The 30-year-old woman was from the province of Minya, south of Cairo. She died in a hospital in the southern city of Assiut, the statement on the official MENA news agency said.
A 19-year-old woman died of bird flu on Monday in Assiut.
Egypt has identified a total of seven cases of the virus this year, including the three who died.
The World Health Organisation says that, whenever bird flu viruses are circulating in poultry, there is a risk of sporadic infections or small clusters of human cases, especially in people exposed to infected birds or contaminated environments.
Human cases of H5N1 are rare, however, and the virus does not currently appear to transmit easily from person to person.
According to data from the World Health Organization (WHO), in the period from 2003 until Oct. 2, 2014, there were 668 laboratory-confirmed human cases of H5N1 infection officially reported from 16 countries. Of these cases, of which 393 died.
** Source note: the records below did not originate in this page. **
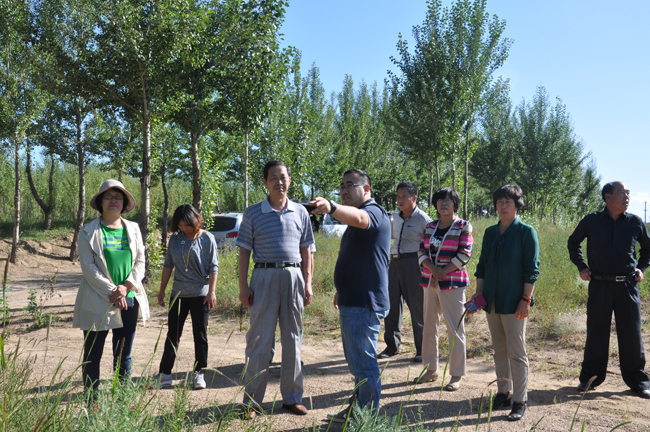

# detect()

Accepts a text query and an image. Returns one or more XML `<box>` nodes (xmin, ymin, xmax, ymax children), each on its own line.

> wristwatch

<box><xmin>328</xmin><ymin>200</ymin><xmax>337</xmax><ymax>214</ymax></box>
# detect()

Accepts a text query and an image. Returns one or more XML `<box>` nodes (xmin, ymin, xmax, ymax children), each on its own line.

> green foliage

<box><xmin>23</xmin><ymin>270</ymin><xmax>61</xmax><ymax>330</ymax></box>
<box><xmin>0</xmin><ymin>290</ymin><xmax>11</xmax><ymax>326</ymax></box>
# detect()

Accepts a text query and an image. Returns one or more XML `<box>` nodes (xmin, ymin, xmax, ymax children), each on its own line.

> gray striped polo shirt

<box><xmin>236</xmin><ymin>197</ymin><xmax>314</xmax><ymax>263</ymax></box>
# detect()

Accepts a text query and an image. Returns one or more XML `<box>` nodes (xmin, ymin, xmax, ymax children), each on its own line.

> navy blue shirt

<box><xmin>334</xmin><ymin>198</ymin><xmax>390</xmax><ymax>312</ymax></box>
<box><xmin>568</xmin><ymin>208</ymin><xmax>650</xmax><ymax>276</ymax></box>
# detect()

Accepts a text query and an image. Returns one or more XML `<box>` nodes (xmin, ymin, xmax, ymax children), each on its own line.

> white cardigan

<box><xmin>72</xmin><ymin>218</ymin><xmax>149</xmax><ymax>331</ymax></box>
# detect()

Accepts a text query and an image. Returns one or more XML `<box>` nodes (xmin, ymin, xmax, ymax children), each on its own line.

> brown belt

<box><xmin>255</xmin><ymin>261</ymin><xmax>300</xmax><ymax>268</ymax></box>
<box><xmin>390</xmin><ymin>252</ymin><xmax>418</xmax><ymax>259</ymax></box>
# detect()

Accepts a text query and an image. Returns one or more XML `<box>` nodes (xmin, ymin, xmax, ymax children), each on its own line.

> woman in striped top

<box><xmin>416</xmin><ymin>188</ymin><xmax>473</xmax><ymax>391</ymax></box>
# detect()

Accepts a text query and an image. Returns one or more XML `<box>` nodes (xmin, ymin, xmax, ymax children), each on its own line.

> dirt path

<box><xmin>0</xmin><ymin>243</ymin><xmax>650</xmax><ymax>431</ymax></box>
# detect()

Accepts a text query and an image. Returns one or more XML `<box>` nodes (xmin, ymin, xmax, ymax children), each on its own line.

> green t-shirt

<box><xmin>101</xmin><ymin>224</ymin><xmax>135</xmax><ymax>297</ymax></box>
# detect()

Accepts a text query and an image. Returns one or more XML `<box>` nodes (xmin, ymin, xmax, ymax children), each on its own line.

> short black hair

<box><xmin>343</xmin><ymin>168</ymin><xmax>372</xmax><ymax>187</ymax></box>
<box><xmin>95</xmin><ymin>188</ymin><xmax>129</xmax><ymax>215</ymax></box>
<box><xmin>492</xmin><ymin>184</ymin><xmax>524</xmax><ymax>211</ymax></box>
<box><xmin>600</xmin><ymin>181</ymin><xmax>618</xmax><ymax>202</ymax></box>
<box><xmin>170</xmin><ymin>204</ymin><xmax>203</xmax><ymax>233</ymax></box>
<box><xmin>264</xmin><ymin>160</ymin><xmax>291</xmax><ymax>180</ymax></box>
<box><xmin>395</xmin><ymin>181</ymin><xmax>419</xmax><ymax>197</ymax></box>
<box><xmin>431</xmin><ymin>188</ymin><xmax>460</xmax><ymax>213</ymax></box>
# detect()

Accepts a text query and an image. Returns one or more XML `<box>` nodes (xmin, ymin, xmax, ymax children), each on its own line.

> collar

<box><xmin>601</xmin><ymin>206</ymin><xmax>627</xmax><ymax>222</ymax></box>
<box><xmin>262</xmin><ymin>197</ymin><xmax>296</xmax><ymax>213</ymax></box>
<box><xmin>358</xmin><ymin>198</ymin><xmax>378</xmax><ymax>209</ymax></box>
<box><xmin>397</xmin><ymin>204</ymin><xmax>420</xmax><ymax>221</ymax></box>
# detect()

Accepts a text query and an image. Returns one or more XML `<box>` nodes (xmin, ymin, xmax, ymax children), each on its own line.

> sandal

<box><xmin>508</xmin><ymin>402</ymin><xmax>526</xmax><ymax>421</ymax></box>
<box><xmin>492</xmin><ymin>392</ymin><xmax>512</xmax><ymax>410</ymax></box>
<box><xmin>413</xmin><ymin>371</ymin><xmax>438</xmax><ymax>384</ymax></box>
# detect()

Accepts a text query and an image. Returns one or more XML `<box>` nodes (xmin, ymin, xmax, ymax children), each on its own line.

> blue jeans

<box><xmin>339</xmin><ymin>305</ymin><xmax>388</xmax><ymax>412</ymax></box>
<box><xmin>82</xmin><ymin>298</ymin><xmax>140</xmax><ymax>390</ymax></box>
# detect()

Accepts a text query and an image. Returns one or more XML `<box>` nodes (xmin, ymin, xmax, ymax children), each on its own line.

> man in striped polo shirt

<box><xmin>236</xmin><ymin>161</ymin><xmax>314</xmax><ymax>419</ymax></box>
<box><xmin>377</xmin><ymin>181</ymin><xmax>431</xmax><ymax>363</ymax></box>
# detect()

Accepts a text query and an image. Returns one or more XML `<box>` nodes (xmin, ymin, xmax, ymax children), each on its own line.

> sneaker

<box><xmin>327</xmin><ymin>406</ymin><xmax>353</xmax><ymax>423</ymax></box>
<box><xmin>151</xmin><ymin>373</ymin><xmax>173</xmax><ymax>388</ymax></box>
<box><xmin>377</xmin><ymin>348</ymin><xmax>399</xmax><ymax>360</ymax></box>
<box><xmin>194</xmin><ymin>371</ymin><xmax>205</xmax><ymax>390</ymax></box>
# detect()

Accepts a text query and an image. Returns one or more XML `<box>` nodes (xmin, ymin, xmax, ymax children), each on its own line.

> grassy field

Egypt's H5N1 cases have largely occurred in impoverished rural areas in the south of the country, where villagers, often women, tend to keep and slaughter poultry in the home.
Egypt has identified 180 cases of bird flu since 2006, of which 66, or 36 percent, have died, the health ministry said on its website. It said infection levels had dropped since 2012.
The ministry said it had taken measures to improve its monitoring for the virus at hospitals around the country and to build its strategic stocks of Tamiflu and other medicines.
It has also set up isolation units at hospitals around Egypt and was monitoring health workers who had come into contact with suspected cases and was offering training in affected areas.
The ministry has also distributed its national plan to combat bird flu to health centres to provide information and has a hotline for Egyptians who need advice about the virus.